Results : Preliminary data suggest that addition of Ang-1 to the iBRB-on-a-chip increased PC coverage of ECs compared with Ang-2 and basal medium. In addition, the interstitial space between ECs and PCs decreased with Ang-1 and increased with Ang-2 vs basal medium. AC coverage of ECs increased with Ang-1 and decreased with Ang-2 vs basal medium. Sequencing of control vs Ang-2–treated iBRB is ongoing to understand these changes at the transcriptional level; preliminary data suggest Ang-2 might modulate adhesion and extracellular matrix remodeling factors. The effects of anti–Ang-2/VEGF-A antibody on the iBRB-on-a-chip are being investigated. The results from Tie-2 activation studies in primary human retinal ECs will be presented.
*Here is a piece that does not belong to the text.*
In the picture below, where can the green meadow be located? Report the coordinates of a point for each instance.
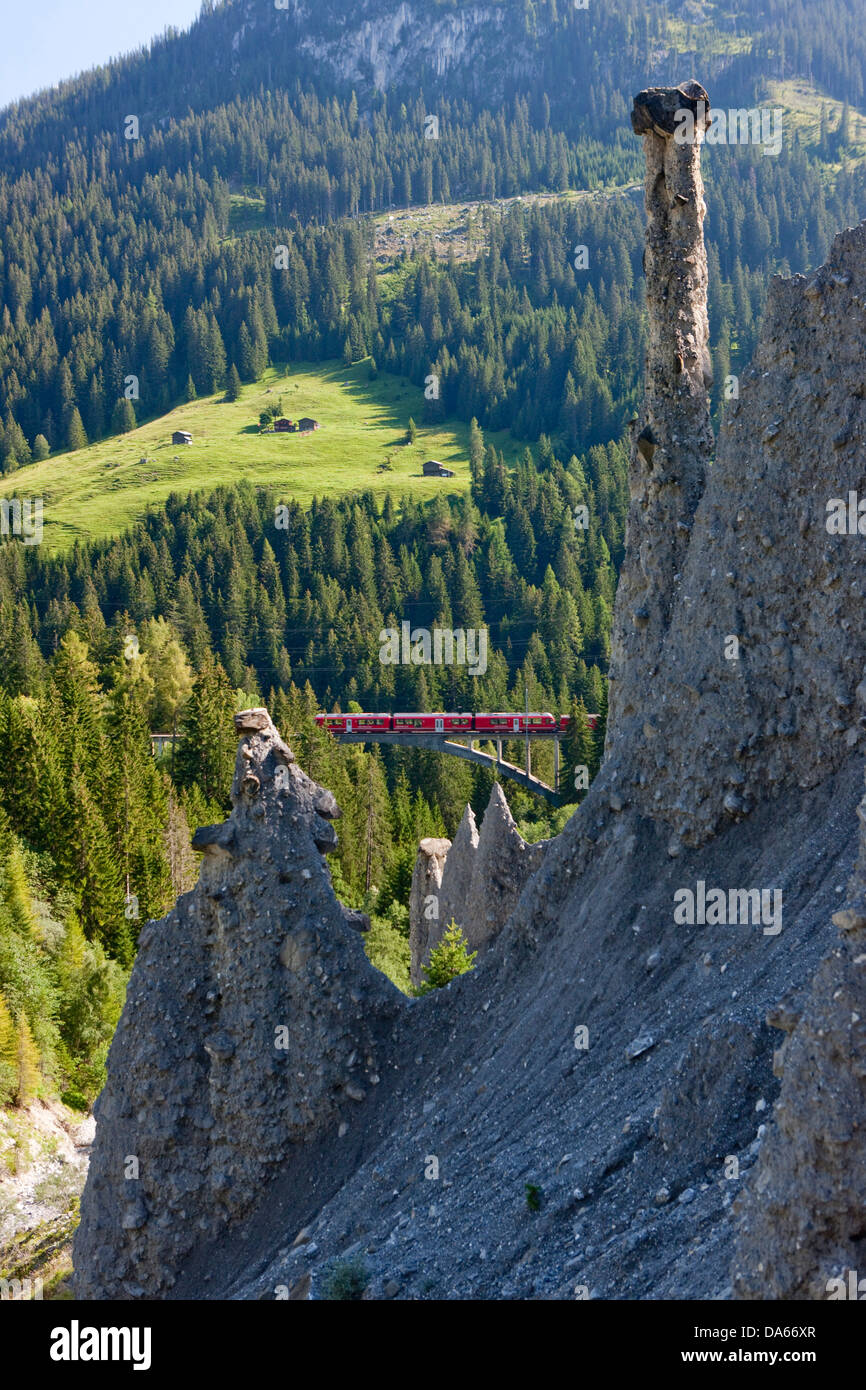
(103, 488)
Conclusions : We have used iBRB-on-a-chip to investigate the effect of Ang-1 and Ang-2 on vascular morphology and function. Preliminary data suggest Ang-1 promoted PC/AC adhesion to ECs, whereas random PC organization was observed with Ang-2. Experiments are ongoing to fully characterize iBRB response and understand the role of dual Ang-2/VEGF-A pathway inhibition, which could support clinical development of nAMD and DME treatments.

This abstract was presented at the 2024 ARVO Annual Meeting, held in Seattle, WA, May 5-9, 2024.